Management is pushing us toward running open-weight models in-house after some compliance conversations around data privacy. Before we commit, we'd love to hear from people who've made this transition.
Specifically curious about:
Did it actually end up cheaper than paying for API access at your request volume?
Were there any issues related to managing performance, more specifically latency, throughput, hardware utilization?
How do you handle cost visibility and attribution across teams/workloads?
Also, super curious about other aspects, what worked, what didn't, and what do you wish you'd known before switching?
Thanks in advance!
PS: We are not seeking for an absolute truth, just want to be prepared if that transition will take place.

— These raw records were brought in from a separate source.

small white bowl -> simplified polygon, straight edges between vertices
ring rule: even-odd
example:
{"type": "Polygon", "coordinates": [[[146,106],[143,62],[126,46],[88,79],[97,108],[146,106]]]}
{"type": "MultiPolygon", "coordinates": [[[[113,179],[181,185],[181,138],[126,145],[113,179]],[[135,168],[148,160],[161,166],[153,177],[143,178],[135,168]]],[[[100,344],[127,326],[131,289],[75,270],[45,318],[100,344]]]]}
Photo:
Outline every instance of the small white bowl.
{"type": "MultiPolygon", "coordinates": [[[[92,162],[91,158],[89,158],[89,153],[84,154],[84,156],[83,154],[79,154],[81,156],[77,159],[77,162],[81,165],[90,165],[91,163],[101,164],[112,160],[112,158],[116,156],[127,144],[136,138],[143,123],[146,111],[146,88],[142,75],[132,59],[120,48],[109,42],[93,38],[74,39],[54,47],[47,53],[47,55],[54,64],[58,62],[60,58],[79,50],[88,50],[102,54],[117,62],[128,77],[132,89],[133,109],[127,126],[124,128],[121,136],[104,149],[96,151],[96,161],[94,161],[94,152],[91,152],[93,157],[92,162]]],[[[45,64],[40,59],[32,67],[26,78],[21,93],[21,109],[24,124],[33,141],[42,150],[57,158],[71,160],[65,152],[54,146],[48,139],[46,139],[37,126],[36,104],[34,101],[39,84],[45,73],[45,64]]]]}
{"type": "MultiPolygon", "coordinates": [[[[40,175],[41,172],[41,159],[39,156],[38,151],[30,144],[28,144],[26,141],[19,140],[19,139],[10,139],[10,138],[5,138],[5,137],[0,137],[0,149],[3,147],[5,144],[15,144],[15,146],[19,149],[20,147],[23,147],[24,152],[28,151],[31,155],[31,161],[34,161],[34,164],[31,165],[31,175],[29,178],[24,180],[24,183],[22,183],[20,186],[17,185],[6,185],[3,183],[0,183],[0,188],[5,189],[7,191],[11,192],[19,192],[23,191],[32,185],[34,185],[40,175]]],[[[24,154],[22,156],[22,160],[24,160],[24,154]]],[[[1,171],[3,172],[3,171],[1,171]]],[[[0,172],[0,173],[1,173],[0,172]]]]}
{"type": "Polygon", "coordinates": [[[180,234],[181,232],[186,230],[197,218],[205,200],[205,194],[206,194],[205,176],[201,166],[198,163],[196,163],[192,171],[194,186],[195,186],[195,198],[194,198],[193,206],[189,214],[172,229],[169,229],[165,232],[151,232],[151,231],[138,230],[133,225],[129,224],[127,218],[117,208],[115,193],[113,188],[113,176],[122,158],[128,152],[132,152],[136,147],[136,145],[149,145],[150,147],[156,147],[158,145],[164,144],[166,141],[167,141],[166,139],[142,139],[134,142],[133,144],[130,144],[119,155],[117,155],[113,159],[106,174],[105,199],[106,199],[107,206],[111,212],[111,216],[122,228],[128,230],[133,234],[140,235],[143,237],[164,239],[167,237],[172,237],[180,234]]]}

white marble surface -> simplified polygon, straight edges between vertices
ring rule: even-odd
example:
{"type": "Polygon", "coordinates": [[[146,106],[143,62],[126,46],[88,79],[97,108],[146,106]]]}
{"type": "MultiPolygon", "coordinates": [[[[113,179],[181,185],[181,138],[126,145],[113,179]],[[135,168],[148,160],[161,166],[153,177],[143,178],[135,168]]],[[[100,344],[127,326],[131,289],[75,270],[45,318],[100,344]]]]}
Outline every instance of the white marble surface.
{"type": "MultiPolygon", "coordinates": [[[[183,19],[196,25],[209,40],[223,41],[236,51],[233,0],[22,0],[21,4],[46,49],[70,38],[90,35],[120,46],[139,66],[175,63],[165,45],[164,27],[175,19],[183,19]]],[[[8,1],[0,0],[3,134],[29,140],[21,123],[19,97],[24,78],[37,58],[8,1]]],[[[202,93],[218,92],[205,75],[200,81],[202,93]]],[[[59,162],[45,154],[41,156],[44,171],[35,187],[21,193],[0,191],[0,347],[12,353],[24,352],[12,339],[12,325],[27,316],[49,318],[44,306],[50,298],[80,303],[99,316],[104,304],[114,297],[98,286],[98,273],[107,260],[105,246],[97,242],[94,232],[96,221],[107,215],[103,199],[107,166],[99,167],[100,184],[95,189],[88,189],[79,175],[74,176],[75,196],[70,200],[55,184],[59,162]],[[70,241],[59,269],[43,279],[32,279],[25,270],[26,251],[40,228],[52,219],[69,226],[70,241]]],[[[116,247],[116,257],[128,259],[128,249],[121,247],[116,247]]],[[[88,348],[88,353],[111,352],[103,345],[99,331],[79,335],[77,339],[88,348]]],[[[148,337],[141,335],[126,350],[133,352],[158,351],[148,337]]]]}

not sure if you are interested in a managed PaaS that gives you the control of self-hosting without the maintenance, but take a look at https://usectl.com/
Ask HN: Pros and cons of switching to self-hosted inference? · HackerTrans
Specifically curious about:
Did it actually end up cheaper than paying for API access at your request volume? Were there any issues related to managing performance, more specifically latency, throughput, hardware utilization? How do you handle cost visibility and attribution across teams/workloads?
Also, super curious about other aspects, what worked, what didn't, and what do you wish you'd known before switching?
Thanks in advance! PS: We are not seeking for an absolute truth, just want to be prepared if that transition will take place.